Mais après la déroute de l'armée malienne, quand la supériorité d'Ansar
Dine et d'Aqmi sur les forces du Mnla est devenue une évidence, c'est
pourtant la diplomatie française qui alerte sur "le péril islamique" à
l'Onu et apporte son soutien à la CEDEAO pour une éventuelle
intervention militaire au nord du pays tout en activant ses réseaux sous
régionaux en Mauritanie, au Burkina pour donner une chance à la
négociation avec le Mnla et accorder ses violons avec l'Algerie
"partenaire incontournable" dans le dossier du nord du Mali.

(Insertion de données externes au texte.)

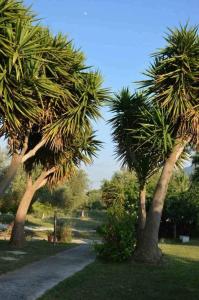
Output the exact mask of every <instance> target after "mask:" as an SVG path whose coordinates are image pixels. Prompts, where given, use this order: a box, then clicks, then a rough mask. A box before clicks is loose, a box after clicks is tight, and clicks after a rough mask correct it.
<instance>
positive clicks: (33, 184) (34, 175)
mask: <svg viewBox="0 0 199 300" xmlns="http://www.w3.org/2000/svg"><path fill="white" fill-rule="evenodd" d="M99 146H100V143H99V142H98V141H97V140H96V139H95V136H94V135H93V133H92V132H90V134H89V135H87V136H86V135H84V136H73V137H71V139H70V140H68V138H66V139H65V144H64V145H63V147H62V149H61V150H59V151H57V152H55V151H54V150H53V149H52V148H51V147H50V146H49V145H48V144H46V145H44V146H43V147H42V148H41V149H40V150H39V151H38V152H37V155H35V156H34V157H32V158H31V159H29V160H28V161H27V162H26V163H25V165H24V167H25V170H26V173H27V177H28V178H27V185H26V190H25V193H24V195H23V197H22V199H21V201H20V203H19V206H18V209H17V213H16V217H15V221H14V226H13V229H12V234H11V239H10V243H11V245H12V246H15V247H21V246H23V244H24V241H25V234H24V223H25V219H26V215H27V212H28V209H29V207H30V204H31V201H32V199H33V197H34V195H35V193H36V191H38V190H39V189H40V188H42V187H44V186H45V185H46V184H48V186H50V188H51V189H52V188H54V187H56V186H57V185H58V184H59V183H60V182H63V180H64V181H66V180H68V179H70V178H71V176H72V175H74V172H76V170H77V169H78V168H79V167H80V164H81V163H85V164H90V163H91V162H92V157H93V156H95V154H96V151H97V150H98V148H99Z"/></svg>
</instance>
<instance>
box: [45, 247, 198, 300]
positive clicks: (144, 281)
mask: <svg viewBox="0 0 199 300" xmlns="http://www.w3.org/2000/svg"><path fill="white" fill-rule="evenodd" d="M190 251H192V248H190ZM198 251H199V248H198ZM194 253H195V252H194ZM194 253H192V254H191V257H192V258H191V259H190V258H189V257H184V258H183V257H179V256H178V254H177V252H176V249H175V248H173V254H172V255H165V263H164V264H162V265H159V266H153V265H144V264H138V263H135V262H125V263H119V264H117V263H105V262H102V261H100V260H96V262H95V263H93V264H91V265H89V266H88V267H86V268H85V269H84V270H83V271H81V272H79V273H76V274H75V275H74V276H73V277H71V278H69V279H67V280H65V281H63V282H62V283H60V284H59V285H58V286H56V287H55V288H54V289H52V290H50V291H49V292H47V294H46V295H45V296H43V297H41V299H42V300H53V299H56V300H64V299H67V300H76V299H86V300H93V299H95V300H104V299H107V300H109V299H110V300H112V299H114V300H122V299H125V300H146V299H147V300H156V299H158V300H159V299H161V300H177V299H181V300H187V299H189V300H197V299H199V260H197V259H196V258H195V259H194Z"/></svg>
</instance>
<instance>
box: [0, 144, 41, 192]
mask: <svg viewBox="0 0 199 300" xmlns="http://www.w3.org/2000/svg"><path fill="white" fill-rule="evenodd" d="M45 143H46V139H44V138H43V139H42V140H41V141H40V142H39V143H38V144H37V145H36V146H35V147H34V148H33V149H30V150H29V151H28V152H26V151H27V148H28V140H26V141H25V143H24V147H23V149H22V151H21V153H20V154H17V153H14V154H13V156H12V159H11V163H10V166H9V167H8V169H7V171H6V174H5V175H4V176H3V178H2V180H0V197H1V196H2V195H3V194H4V192H5V190H6V189H7V188H8V187H9V185H10V184H11V182H12V180H13V179H14V177H15V175H16V173H17V171H18V169H19V167H20V165H21V164H23V163H24V162H25V161H27V160H28V159H29V158H31V157H33V156H34V155H35V154H36V153H37V151H38V150H39V149H40V148H41V147H42V146H43V145H44V144H45Z"/></svg>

Alors, je ne sais pas si c'est de la diplomatie à géométrie variable,
mais "le meilleur d'entre-nous" selon Jacques Chirac, qu'est Alain Juppé
doit nous expliquer comment "il n' y a pas de solution militaire" et en
même temps soutenir une éventuelle intervention de la CEDEAO.
Pour Rfi, la manisfestation des femmes de Kati, et les violences qui ont
suivi dans Bamako pour dénoncer la gestion de la guerre par ATT, "Il
serait très difficile pour ATT de faire face à deux fronts en même
temps" au nord et au sud.
Curieuse annonce, quand on sait que les risques "de nouvelle rébellion
touareg" au nord du Mali ont été annoncés par cette même Rfi depuis
novembre 2011, plus de deux mois avant le début des hostilités le
17/01/2012.
L'ambassadeur de France à Bamako a été parmi les premiers à faire le
déplacement à Kati, après le 22 mars 2012 pour y rencontrer le Capitaine
Sanogo.
Encore une fois curieuse démarche et tout un symbole pour le
représentant d'un pays qui a défendu la démocratie en Côte d'Ivoire à
coup de bombardement d'hélicoptères.
Mes chers amis ainsi fut, la politique africaine de Sarkozy lors de son unique quinquennat, la Sarkosie.
Et devinez depuis le mois de mai dernier où il quitta l'Elysée, quelle est sa première sortie politique?
Il s'est entretenu hier mardi au téléphone avec le président du Conseil
National Syrien, CNS, le principal chef de l'opposition au régime de
Bachar El Assad.
Il trouve de "grandes similitudes" entre le dossier syrien et la Libye
et demande une action rapide de la communauté internationale en Syrie.
Heureusement que nous sommes déjà dans la Hollandie!